Between 1948 and 1954 Escher created a series of planetoids and stars. These celestial bodies all appear to be set in the same science fiction world, a world that at first glance seems alien to the earthly, austere artist. The series began with the wood engraving Stars, which features two chameleons interlocked in a system of regular octahedrons.
This was followed by Double Planetoid in 1949 and Tetrahedral Planetoid in 1954. Two amazing works in which Escher creates a complete alien civilisation. Through these science fiction worlds Escher explores the possibility of (as he puts it) combining different sources of gravity and perspectives in a visually credible way. Depicting these multiple sources of gravity in an extraterrestrial setting makes them seem more logical and more easily conceivable.
On Double Planetoid he writes:
‘Two regular tetrahedrons that penetrate one another, float through space like a planetoid. The light-coloured one is inhabited by human beings who have completely transformed their region into a complex of houses, trees and roads. The darker tetrahedron has, of course, remained in its natural state, with rocks on which plants and prehistoric animals are living. The two bodies fit together to make a whole but they have no knowledge of each other.’

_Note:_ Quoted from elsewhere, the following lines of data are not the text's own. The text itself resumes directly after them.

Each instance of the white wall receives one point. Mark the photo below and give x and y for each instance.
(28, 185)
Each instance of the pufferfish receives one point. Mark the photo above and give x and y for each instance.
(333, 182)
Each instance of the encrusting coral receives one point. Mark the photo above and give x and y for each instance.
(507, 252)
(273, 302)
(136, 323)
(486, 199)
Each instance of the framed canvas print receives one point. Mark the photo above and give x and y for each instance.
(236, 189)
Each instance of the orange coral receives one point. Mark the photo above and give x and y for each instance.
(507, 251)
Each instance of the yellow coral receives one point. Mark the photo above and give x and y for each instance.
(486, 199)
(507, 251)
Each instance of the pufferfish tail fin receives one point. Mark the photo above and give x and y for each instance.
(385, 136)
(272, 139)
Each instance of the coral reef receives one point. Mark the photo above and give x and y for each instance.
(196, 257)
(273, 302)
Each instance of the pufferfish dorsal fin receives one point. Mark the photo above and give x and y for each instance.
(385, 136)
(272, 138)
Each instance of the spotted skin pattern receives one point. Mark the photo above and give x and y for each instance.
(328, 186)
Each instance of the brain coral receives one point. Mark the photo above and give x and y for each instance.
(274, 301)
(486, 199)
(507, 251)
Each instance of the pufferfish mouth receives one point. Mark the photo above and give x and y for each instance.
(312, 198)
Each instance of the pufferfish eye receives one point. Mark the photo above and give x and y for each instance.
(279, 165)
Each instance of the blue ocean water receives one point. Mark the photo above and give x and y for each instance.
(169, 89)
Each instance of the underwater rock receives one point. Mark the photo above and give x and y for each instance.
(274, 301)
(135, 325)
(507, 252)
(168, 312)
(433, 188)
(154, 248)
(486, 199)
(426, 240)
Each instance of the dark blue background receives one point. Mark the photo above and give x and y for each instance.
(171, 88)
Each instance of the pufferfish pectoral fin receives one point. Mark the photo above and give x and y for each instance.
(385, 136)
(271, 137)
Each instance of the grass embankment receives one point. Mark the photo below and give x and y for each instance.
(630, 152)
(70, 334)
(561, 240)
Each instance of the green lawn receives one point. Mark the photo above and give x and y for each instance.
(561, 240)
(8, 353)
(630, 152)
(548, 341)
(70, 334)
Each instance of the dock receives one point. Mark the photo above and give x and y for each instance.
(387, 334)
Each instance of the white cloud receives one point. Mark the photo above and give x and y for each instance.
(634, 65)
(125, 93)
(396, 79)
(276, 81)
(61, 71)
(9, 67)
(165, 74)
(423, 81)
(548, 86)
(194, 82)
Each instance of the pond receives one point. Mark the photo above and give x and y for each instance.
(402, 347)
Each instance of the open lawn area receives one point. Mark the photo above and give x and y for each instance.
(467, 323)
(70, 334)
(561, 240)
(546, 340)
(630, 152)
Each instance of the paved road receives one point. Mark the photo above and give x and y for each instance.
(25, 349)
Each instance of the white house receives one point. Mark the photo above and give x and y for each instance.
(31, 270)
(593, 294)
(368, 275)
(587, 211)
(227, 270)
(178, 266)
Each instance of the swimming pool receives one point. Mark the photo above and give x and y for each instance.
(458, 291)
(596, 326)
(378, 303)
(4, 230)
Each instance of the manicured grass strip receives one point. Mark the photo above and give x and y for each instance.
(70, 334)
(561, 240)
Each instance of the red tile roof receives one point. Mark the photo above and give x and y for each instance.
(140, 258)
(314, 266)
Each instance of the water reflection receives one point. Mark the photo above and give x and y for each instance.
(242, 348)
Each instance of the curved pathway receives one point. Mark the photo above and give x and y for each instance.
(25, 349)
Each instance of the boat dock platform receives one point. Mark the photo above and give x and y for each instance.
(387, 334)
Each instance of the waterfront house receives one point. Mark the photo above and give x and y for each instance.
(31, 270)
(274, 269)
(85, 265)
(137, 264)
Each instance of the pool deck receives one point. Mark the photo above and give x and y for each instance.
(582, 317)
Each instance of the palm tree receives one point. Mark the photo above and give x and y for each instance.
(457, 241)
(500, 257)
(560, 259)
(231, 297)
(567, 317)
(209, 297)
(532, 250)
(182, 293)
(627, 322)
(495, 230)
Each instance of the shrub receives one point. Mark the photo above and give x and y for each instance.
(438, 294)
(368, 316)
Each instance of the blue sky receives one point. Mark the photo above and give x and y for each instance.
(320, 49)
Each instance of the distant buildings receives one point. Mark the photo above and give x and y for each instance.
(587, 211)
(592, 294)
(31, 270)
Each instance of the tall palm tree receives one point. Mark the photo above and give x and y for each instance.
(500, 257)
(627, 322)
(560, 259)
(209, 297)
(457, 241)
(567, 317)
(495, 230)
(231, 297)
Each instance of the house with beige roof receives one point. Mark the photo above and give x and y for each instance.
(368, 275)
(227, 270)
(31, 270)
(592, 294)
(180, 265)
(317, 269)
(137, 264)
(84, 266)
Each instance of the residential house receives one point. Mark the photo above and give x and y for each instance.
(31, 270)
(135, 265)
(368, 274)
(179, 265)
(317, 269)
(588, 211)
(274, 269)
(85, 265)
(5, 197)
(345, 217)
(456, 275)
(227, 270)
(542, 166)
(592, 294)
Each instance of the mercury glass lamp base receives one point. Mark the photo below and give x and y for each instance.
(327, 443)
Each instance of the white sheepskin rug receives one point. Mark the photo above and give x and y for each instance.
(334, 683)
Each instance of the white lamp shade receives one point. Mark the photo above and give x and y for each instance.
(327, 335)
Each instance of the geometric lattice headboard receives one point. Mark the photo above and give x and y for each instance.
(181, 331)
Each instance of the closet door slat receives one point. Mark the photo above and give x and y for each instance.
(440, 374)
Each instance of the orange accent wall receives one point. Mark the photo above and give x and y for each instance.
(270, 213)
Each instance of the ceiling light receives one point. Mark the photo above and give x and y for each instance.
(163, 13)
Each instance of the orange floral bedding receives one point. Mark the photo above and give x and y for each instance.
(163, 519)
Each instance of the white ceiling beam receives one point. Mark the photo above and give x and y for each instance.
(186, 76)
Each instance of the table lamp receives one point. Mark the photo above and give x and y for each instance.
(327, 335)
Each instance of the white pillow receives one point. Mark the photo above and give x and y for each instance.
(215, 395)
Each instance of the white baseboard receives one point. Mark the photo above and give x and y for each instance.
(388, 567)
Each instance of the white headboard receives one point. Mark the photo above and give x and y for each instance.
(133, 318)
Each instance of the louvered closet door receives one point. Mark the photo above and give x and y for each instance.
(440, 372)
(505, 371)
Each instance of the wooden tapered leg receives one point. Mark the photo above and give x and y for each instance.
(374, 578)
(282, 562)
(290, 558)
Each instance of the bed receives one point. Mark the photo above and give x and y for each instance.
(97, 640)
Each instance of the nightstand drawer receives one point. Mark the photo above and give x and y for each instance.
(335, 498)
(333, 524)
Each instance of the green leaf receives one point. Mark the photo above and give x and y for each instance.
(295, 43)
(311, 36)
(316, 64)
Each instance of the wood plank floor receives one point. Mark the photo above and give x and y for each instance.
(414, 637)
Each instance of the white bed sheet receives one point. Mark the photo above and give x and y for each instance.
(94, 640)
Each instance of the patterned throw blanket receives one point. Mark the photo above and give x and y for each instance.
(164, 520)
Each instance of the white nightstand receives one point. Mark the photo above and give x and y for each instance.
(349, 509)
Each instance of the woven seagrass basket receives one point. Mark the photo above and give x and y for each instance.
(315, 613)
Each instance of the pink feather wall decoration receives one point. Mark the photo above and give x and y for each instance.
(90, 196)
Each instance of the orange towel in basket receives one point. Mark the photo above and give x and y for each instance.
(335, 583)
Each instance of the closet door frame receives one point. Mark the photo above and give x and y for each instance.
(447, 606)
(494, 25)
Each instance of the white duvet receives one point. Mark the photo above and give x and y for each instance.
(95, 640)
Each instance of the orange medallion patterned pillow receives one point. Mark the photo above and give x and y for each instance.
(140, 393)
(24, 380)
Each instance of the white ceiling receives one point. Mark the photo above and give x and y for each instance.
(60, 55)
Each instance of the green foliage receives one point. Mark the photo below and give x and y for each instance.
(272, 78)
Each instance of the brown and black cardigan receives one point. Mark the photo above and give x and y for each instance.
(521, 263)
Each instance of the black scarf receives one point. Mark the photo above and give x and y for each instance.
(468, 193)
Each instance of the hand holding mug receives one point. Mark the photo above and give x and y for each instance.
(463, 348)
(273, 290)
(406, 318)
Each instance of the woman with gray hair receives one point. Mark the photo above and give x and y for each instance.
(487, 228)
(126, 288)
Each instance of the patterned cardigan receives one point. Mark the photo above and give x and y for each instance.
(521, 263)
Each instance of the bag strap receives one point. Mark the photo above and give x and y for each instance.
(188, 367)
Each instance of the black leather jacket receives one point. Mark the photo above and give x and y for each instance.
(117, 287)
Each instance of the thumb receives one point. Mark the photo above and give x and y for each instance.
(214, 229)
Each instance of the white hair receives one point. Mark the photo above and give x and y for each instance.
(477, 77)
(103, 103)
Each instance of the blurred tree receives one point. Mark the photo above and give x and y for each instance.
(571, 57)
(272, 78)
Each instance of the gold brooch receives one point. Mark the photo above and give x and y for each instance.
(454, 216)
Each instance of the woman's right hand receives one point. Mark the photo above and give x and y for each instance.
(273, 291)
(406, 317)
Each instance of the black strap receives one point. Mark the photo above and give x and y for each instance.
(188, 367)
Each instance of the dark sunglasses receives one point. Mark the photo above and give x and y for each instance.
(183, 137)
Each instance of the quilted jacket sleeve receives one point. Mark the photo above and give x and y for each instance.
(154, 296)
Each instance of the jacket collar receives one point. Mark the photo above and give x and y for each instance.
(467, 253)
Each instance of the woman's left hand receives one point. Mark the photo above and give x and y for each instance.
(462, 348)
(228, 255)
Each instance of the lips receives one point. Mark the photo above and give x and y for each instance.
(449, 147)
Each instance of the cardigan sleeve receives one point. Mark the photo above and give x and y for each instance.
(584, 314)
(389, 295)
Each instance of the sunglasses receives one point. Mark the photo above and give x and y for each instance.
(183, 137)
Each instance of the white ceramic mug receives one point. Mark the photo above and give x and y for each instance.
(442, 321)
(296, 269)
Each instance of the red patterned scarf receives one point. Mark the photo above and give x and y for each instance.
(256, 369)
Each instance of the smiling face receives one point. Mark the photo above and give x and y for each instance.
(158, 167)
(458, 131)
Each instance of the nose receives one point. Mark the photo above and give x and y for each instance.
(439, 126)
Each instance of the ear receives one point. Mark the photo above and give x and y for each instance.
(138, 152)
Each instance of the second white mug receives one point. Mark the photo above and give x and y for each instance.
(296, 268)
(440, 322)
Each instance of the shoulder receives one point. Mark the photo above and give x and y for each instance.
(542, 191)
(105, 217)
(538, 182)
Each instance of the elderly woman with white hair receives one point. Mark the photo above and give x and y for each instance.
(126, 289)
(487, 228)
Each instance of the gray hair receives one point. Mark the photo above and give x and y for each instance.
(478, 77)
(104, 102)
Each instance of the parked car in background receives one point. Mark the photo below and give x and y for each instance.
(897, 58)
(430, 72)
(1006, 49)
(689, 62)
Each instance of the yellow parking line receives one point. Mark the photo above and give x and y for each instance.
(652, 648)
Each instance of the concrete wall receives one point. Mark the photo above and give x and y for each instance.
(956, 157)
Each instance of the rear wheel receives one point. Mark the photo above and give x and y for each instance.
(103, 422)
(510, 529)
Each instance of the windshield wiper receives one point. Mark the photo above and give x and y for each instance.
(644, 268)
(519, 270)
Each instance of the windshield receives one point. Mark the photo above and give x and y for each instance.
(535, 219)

The two worlds are one but at the same time completely separate. The animal world, including a tyrannosaurus and a triceratops as well as an ibex, exists in a tree-covered and wild green rock world. The human world is interwoven through it, but the paths on which those people move are elevated above the wilderness. The animals in turn cross the human world through a series of caves and passages. It is an extremely ingenious construction, in which distance, perspective and gravity all seem to become relative
In this series, Escher makes the impossible acceptable and visible in an entirely logical way.